End near for cash dole

The Senate has cut by P8 billion the P64 billion proposed budget for the government's cash doleout program, known variously as CCT or 4Ps. It is about time that anyone came to his sense on the cash doleouts. The program is a huge waste of money and has not achieved what, on paper, it supposedly set out to do -- help alleviate poverty, keep children healthy and in school.

Since its implementation at the start of the Noynoy Aquino presidency, the latest surveys still show that more and more Filipinos rate themselves as poor, or have not seen their lives improve in a significant and meaningful manner. Anywhere you go, but most especially in the urban areas where poverty is most palpable in the slums, you still see many children of school age out in the streets either begging or scraping for a living, or worse, getting trafficked in their own homes.

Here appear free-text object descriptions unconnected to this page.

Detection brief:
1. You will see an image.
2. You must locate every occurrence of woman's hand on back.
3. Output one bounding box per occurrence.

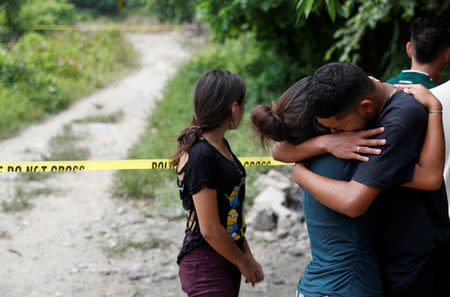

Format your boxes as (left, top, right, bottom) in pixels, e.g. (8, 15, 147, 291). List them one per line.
(394, 84, 442, 112)
(322, 127, 386, 162)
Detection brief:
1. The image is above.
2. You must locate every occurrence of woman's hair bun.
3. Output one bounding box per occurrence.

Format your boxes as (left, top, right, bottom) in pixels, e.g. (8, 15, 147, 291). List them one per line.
(251, 104, 287, 146)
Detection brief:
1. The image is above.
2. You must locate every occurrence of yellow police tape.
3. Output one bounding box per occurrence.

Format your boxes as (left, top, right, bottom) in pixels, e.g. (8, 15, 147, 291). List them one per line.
(0, 157, 293, 173)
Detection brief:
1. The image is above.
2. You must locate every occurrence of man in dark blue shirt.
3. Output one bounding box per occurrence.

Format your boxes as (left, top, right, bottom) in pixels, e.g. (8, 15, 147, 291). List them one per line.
(275, 62, 450, 297)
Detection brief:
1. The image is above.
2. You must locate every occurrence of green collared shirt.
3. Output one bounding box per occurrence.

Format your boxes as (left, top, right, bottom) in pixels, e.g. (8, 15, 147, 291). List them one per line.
(386, 70, 438, 89)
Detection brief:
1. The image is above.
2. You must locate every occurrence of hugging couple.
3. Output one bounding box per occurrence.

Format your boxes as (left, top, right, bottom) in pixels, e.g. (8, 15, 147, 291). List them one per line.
(252, 62, 450, 297)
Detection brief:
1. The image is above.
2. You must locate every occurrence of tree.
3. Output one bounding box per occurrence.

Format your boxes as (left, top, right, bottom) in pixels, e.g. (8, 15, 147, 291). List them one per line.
(198, 0, 450, 80)
(0, 0, 25, 41)
(197, 0, 344, 82)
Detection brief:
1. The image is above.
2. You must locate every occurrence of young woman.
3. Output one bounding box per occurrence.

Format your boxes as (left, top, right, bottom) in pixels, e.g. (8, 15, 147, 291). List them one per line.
(251, 77, 444, 297)
(172, 70, 263, 297)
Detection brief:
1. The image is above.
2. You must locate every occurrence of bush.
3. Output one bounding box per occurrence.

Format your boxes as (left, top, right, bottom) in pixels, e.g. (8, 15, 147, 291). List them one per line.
(188, 34, 298, 106)
(197, 0, 450, 81)
(70, 0, 118, 15)
(71, 0, 197, 23)
(18, 0, 75, 30)
(138, 0, 197, 23)
(0, 0, 25, 41)
(0, 29, 136, 139)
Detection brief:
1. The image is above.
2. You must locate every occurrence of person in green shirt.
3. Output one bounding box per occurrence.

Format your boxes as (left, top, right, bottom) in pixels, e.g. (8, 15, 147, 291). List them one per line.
(387, 13, 449, 88)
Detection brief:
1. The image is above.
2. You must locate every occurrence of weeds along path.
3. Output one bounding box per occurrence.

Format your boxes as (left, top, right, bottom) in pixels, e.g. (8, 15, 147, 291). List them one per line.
(0, 32, 194, 297)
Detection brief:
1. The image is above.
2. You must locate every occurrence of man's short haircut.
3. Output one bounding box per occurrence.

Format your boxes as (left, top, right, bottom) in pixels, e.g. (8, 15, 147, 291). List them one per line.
(309, 62, 374, 119)
(410, 13, 449, 64)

There are as yet no statistics taken to prove this, but I have a suspicion that the marked rise in drug addiction is a direct result of giving cash doleouts to people who did not break a sweat to deserve them. In addition to encouraging and promoting drug abuse, cash doleouts also serve to fuel other vices such as gambling, drinking, smoking and prostitution.

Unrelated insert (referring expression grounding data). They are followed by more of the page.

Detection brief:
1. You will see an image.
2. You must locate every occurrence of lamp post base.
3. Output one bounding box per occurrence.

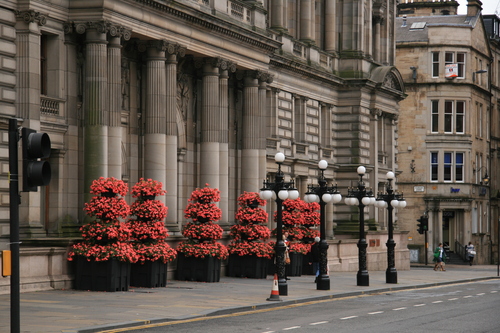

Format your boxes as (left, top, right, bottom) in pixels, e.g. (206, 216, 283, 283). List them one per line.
(278, 278, 288, 296)
(357, 270, 369, 286)
(316, 274, 330, 290)
(386, 267, 397, 284)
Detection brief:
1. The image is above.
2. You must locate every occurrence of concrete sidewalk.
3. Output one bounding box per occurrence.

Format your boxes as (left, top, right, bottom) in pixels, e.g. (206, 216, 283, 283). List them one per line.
(0, 264, 498, 333)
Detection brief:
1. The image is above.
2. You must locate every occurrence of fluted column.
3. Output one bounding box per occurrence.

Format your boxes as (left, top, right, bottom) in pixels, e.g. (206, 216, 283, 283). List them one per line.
(258, 71, 273, 182)
(218, 60, 236, 228)
(241, 71, 261, 192)
(77, 22, 109, 196)
(165, 43, 185, 232)
(107, 35, 123, 179)
(324, 0, 337, 52)
(144, 41, 167, 201)
(200, 58, 221, 190)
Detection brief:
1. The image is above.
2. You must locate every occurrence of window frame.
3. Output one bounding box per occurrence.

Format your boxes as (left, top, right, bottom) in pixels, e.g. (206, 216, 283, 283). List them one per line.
(432, 52, 440, 78)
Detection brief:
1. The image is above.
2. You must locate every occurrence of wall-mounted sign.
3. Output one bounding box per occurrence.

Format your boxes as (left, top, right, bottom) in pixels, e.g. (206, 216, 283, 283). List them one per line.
(445, 64, 458, 78)
(450, 187, 460, 193)
(414, 186, 425, 192)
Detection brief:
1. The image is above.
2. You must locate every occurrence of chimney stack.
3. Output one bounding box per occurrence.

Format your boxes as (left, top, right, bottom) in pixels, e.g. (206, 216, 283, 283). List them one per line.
(467, 0, 483, 17)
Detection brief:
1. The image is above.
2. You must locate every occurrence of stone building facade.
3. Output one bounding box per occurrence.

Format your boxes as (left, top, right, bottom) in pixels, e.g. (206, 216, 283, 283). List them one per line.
(396, 0, 498, 264)
(0, 0, 406, 288)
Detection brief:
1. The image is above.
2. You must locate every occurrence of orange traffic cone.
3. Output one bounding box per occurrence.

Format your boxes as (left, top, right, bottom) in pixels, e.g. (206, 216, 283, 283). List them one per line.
(266, 274, 282, 301)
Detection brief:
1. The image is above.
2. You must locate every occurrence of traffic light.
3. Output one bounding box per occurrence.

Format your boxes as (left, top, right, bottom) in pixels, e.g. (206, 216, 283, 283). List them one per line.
(417, 215, 428, 234)
(22, 127, 51, 192)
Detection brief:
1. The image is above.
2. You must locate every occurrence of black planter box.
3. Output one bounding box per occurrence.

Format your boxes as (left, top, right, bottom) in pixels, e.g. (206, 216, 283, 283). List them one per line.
(286, 253, 303, 277)
(74, 257, 130, 292)
(176, 254, 221, 282)
(227, 254, 267, 279)
(130, 261, 167, 288)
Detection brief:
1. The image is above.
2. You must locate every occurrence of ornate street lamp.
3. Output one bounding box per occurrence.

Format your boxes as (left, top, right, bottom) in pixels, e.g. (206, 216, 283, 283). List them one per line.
(260, 152, 299, 296)
(304, 160, 342, 290)
(375, 171, 407, 284)
(345, 166, 375, 286)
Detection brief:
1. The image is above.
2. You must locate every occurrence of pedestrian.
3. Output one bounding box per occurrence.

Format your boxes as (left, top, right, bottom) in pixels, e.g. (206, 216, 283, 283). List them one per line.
(433, 243, 446, 271)
(310, 237, 321, 282)
(283, 231, 291, 280)
(466, 241, 475, 266)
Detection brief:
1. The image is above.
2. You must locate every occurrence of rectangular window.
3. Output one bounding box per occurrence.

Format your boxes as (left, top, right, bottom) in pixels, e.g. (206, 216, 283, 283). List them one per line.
(456, 101, 465, 133)
(457, 53, 465, 78)
(444, 101, 453, 133)
(445, 52, 454, 66)
(455, 153, 464, 182)
(444, 152, 452, 181)
(431, 152, 438, 181)
(431, 100, 439, 132)
(432, 52, 440, 77)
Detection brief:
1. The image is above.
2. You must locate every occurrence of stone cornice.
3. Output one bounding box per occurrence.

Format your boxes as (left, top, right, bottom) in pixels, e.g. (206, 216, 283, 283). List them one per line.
(130, 0, 280, 54)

It is always unwise to just give money instead of using it to involve people in more productive and positive undertakings. But the Aquino government refused to heed well-intentioned warnings about the cash doleouts and went ahead with the program, fired by no other resolve than to frustrate its critics. It has a closed-minded approach to governance -- the more it is criticized, the more obstinate it becomes.

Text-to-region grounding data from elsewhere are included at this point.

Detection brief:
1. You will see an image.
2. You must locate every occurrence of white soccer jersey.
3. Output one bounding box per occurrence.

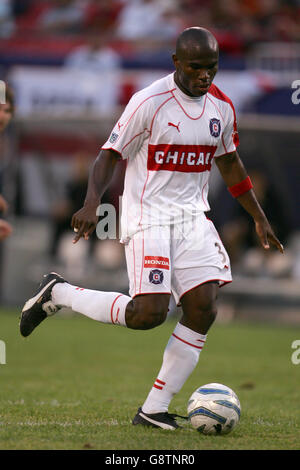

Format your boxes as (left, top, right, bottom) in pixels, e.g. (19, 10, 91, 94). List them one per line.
(102, 73, 239, 242)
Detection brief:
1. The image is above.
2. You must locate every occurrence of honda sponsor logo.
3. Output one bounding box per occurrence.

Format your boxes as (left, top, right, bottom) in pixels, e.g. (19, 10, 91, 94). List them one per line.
(144, 256, 170, 270)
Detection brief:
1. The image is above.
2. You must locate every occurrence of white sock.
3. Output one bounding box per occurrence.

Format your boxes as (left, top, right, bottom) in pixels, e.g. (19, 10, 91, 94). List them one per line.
(51, 283, 131, 327)
(142, 322, 206, 414)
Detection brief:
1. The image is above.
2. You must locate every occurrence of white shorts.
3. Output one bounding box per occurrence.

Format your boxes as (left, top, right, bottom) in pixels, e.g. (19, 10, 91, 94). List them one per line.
(124, 213, 232, 305)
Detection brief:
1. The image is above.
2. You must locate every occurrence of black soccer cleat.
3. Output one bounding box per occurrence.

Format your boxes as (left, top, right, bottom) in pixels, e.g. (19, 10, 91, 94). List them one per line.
(20, 272, 67, 337)
(132, 407, 182, 430)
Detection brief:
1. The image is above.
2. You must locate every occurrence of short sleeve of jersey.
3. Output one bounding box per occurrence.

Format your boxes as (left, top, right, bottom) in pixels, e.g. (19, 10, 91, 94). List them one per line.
(101, 92, 152, 160)
(214, 101, 239, 158)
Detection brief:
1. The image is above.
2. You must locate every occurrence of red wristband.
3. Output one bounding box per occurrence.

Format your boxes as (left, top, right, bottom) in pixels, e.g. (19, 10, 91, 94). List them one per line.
(228, 176, 253, 198)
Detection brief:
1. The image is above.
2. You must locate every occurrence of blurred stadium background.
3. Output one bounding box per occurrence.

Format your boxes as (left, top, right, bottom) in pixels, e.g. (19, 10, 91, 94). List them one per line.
(0, 0, 299, 325)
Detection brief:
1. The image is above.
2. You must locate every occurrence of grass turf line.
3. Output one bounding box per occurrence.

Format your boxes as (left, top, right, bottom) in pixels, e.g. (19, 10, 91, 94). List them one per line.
(0, 309, 299, 450)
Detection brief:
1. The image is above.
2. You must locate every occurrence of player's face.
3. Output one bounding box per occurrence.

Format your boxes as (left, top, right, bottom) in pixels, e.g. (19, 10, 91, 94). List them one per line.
(0, 103, 13, 132)
(173, 48, 219, 97)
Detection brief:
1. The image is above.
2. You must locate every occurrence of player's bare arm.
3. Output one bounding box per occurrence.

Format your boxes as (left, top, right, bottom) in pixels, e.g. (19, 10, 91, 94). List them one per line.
(215, 150, 284, 253)
(0, 219, 12, 240)
(0, 194, 8, 213)
(71, 149, 120, 243)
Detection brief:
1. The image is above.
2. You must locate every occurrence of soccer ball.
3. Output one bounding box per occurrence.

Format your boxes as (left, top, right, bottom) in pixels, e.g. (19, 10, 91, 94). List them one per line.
(187, 383, 241, 435)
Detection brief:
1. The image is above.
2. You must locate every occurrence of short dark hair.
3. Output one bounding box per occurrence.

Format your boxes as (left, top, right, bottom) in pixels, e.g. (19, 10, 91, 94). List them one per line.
(175, 27, 219, 59)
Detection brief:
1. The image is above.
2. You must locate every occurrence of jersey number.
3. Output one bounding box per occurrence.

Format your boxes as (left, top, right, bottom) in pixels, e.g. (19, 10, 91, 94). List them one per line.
(215, 242, 226, 264)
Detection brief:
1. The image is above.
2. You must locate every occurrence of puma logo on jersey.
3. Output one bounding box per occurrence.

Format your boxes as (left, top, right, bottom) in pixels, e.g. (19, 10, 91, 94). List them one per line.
(168, 121, 181, 132)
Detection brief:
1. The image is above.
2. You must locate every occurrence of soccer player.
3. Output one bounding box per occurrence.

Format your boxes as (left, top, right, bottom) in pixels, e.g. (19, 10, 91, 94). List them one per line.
(20, 27, 283, 429)
(0, 85, 14, 241)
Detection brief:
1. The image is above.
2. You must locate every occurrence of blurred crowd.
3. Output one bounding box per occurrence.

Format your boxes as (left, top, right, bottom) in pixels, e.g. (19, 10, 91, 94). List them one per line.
(0, 0, 299, 287)
(218, 168, 294, 278)
(1, 0, 300, 53)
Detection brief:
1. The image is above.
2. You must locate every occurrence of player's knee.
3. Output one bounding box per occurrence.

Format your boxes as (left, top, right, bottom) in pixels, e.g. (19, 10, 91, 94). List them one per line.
(198, 296, 217, 317)
(198, 303, 218, 331)
(139, 305, 168, 329)
(203, 306, 218, 324)
(191, 302, 218, 330)
(196, 295, 217, 317)
(130, 296, 169, 330)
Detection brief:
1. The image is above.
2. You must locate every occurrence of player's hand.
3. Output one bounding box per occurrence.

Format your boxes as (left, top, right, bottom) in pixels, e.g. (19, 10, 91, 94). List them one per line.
(0, 195, 8, 213)
(255, 217, 284, 253)
(71, 204, 99, 244)
(0, 219, 12, 241)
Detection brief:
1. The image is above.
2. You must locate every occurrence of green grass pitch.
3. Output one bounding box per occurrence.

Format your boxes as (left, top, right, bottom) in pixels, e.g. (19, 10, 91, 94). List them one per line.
(0, 309, 299, 450)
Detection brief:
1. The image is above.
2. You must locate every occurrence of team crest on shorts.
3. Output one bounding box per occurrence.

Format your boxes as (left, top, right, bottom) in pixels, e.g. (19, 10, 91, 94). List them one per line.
(209, 118, 221, 137)
(149, 269, 164, 285)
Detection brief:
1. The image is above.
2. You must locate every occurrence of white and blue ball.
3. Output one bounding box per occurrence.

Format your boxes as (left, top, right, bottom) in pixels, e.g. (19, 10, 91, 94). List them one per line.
(187, 383, 241, 435)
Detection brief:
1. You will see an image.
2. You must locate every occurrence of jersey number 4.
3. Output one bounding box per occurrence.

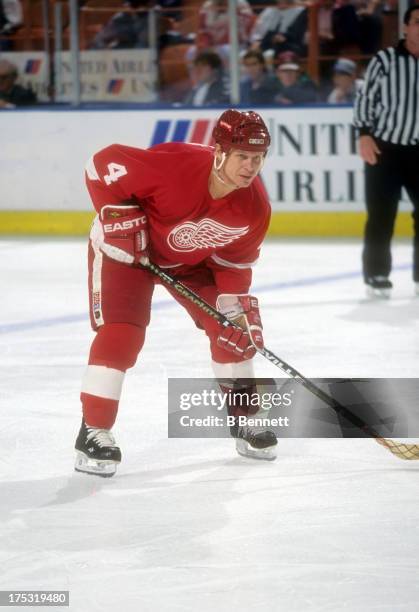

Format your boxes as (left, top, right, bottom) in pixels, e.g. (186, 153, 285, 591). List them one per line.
(103, 163, 128, 185)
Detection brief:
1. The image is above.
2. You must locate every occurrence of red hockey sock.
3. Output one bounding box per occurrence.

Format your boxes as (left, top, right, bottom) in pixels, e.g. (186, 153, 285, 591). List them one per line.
(80, 323, 145, 429)
(81, 393, 119, 429)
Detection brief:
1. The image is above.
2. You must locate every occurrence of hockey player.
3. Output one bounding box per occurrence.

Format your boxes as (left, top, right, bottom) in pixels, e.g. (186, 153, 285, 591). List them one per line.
(75, 109, 277, 477)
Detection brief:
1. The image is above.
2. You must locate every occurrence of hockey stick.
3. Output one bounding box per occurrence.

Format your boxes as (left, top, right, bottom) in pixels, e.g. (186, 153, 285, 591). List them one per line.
(140, 258, 419, 461)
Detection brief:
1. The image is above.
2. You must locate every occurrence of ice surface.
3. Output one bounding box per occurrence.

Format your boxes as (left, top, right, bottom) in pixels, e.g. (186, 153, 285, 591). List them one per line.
(1, 238, 418, 612)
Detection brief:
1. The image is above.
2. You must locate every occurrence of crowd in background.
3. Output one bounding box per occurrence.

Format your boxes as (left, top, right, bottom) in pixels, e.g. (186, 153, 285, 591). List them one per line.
(0, 0, 23, 45)
(157, 0, 391, 104)
(0, 0, 401, 107)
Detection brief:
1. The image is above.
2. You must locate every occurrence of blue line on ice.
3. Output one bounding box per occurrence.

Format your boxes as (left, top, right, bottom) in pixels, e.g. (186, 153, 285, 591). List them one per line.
(0, 263, 411, 335)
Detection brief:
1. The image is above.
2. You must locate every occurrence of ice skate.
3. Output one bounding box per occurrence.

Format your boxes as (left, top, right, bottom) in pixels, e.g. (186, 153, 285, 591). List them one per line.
(234, 425, 278, 461)
(220, 378, 278, 462)
(365, 276, 392, 299)
(74, 419, 121, 478)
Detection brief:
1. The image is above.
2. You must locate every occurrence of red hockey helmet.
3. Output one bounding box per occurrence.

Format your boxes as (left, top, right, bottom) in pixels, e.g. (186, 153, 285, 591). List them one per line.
(212, 109, 271, 154)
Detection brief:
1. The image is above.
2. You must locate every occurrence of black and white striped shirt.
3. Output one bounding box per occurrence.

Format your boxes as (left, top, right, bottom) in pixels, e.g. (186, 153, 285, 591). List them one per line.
(354, 40, 419, 146)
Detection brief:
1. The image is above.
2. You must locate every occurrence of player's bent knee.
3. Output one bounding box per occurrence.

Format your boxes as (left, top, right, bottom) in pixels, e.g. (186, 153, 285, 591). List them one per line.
(89, 323, 146, 371)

Aside from being abused and misused, the cash doleouts have also been used to curry political favors. Politicians have inserted themselves into the program so that they are involved in the identification and inclusion of beneficiaries who then become beholden to them. Even unqualified beneficiaries are tolerated because, in the end, it is not who benefit from the program but how many can be held beholden to politicians.

But the worst part is the padding of lists of beneficiaries because now it has evolved into a tool of corruption, which the Aquino government keeps vicariously promising to eradicate. Sad to say, though, the Aquino government has not only failed to eradicate corruption, it has allowed corruption to become the very hallmark of the administration.

Past administrations that were relentlessly accused of being corrupt at least never pretended they were not. All they did was offer limp denials that nobody naturally believed. But this administration is different. It proclaims itself to be squeaky clean, yet such claims fall flat in face of the wanton corruption that has tarnished many of its members, agencies and programs.

Corruption under this administration has evolved into an uncontrollable animal. While corruption in previous administrations often involved only its most basic manifestation which is stealing, now corruption even comes in the form of twisted sense of priorities and responsibilities. It may not be stealing to let foreign cash donations for supertyphoon Yolanda victims sit in the bank. But it is definitely couched in a corrupted sense of priorities and responsibilities.

The decision of the Senate to slash a portion of the cash doleouts for next year could be due to its realization that the program has not really served its purpose and that, with a presidential election coming, it is not farfetched to imagine the cash doleout getting totally phased out. Slashing off a portion now could be intended to make the transition less abrupt. Whatever it is, the money should be returned to the taxpayers in the form of more beneficial and truthful services.